Bernardo, the patriarch, handles most of the responsibilities of the parlor while struggling to be in touch with his family. His wife, Estela, also lends a helping hand. Estela’s daughter and Bernardo’s stepdaughter, Irina, also lives in the house, though she is reluctant to help out with any task, as her relationship with Bernardo is strained. The living situation is less than ideal as spirits torment the house and certain sections, including the bathroom, are off-limits at night. Irina is frustrated and wants to leave. Estela explains that they cannot afford to move anywhere else and that having a place to stay is better than living out on the streets. Bernardo seems unaffected by the supernatural events, even attempting, at times, to contact some of the spirits, with little fear. Soon, however, events begin to take a turn for the worse, and the spirits get too close for comfort. As the family searches for answers, they begin to realize the spirits of the dead bodies might be the least of their worries as a darker presence emerges.
The family’s unfortunate lifestyle takes center stage in the film. Their terrifying circumstances, choosing whether to live in a haunted house or being homeless, is quite disturbing, and draws sympathy from the audience. The interesting question of what is more dangerous – the ghosts in their home or the potentially dangerous people they’ll encounter living out on the street – looms large and shows the gritty reality of the situation. Estela and Irina are tormented by ghosts who show up in their rooms at night while Bernardo attempts to contact and speak with some of the spirits. The disconnect causes much strife amongst the three and the relationships break down. This is the main conflict in the film and it is tragic and enthralling to see.

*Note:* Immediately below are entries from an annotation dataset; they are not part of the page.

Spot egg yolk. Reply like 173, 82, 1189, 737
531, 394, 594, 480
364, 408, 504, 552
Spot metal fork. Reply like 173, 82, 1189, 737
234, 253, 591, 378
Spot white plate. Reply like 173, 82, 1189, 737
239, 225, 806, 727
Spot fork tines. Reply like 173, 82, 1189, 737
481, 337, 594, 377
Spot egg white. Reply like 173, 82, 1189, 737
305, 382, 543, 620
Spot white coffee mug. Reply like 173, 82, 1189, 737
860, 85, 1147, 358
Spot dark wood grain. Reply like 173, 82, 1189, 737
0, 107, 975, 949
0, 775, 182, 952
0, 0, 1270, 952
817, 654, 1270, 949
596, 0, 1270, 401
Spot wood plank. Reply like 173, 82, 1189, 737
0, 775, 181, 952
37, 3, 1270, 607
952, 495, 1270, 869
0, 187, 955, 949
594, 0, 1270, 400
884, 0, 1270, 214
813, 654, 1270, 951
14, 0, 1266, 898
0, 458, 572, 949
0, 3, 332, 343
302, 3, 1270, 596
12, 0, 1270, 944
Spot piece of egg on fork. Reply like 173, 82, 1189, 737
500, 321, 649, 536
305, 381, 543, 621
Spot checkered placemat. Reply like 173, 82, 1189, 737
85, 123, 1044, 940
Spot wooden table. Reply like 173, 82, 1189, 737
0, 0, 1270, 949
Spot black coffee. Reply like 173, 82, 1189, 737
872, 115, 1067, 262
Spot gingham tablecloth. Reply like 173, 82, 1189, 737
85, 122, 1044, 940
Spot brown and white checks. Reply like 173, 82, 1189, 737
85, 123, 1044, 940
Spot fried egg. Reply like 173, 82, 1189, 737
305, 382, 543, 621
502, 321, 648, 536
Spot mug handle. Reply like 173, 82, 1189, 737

The film is able to build much suspense through elongated sequences in the house at night, aided by exceptional cinematography and an eerie soundtrack. Nevertheless, the soundtrack gets a bit overbearing at times and is overused in some moments. Also, while suspense builds well, it never truly comes to a head. The film is lacking in genuinely scary moments and creepy imagery, as we mainly see only small glimpses of the spirits and rarely see their features. Even in the film’s most intense scenes, the viewer is not left with a strong feeling of fear. Some other issues include plot points that do not add up in the end and some seemingly important story threads that lead nowhere.
Overall, though, even with its issues, The Funeral Home is still an intriguing case study of a struggling family in a horrifying situation, though the situation could have been portrayed in a more terrifying way. The film still contains some eerie moments and shows what the supernatural, and hard times, can do to break apart a family, making it a compelling watch. This film makes me once again ask myself an age-old question I’ve always pondered: what’s more terrifying: the living or the supernatural?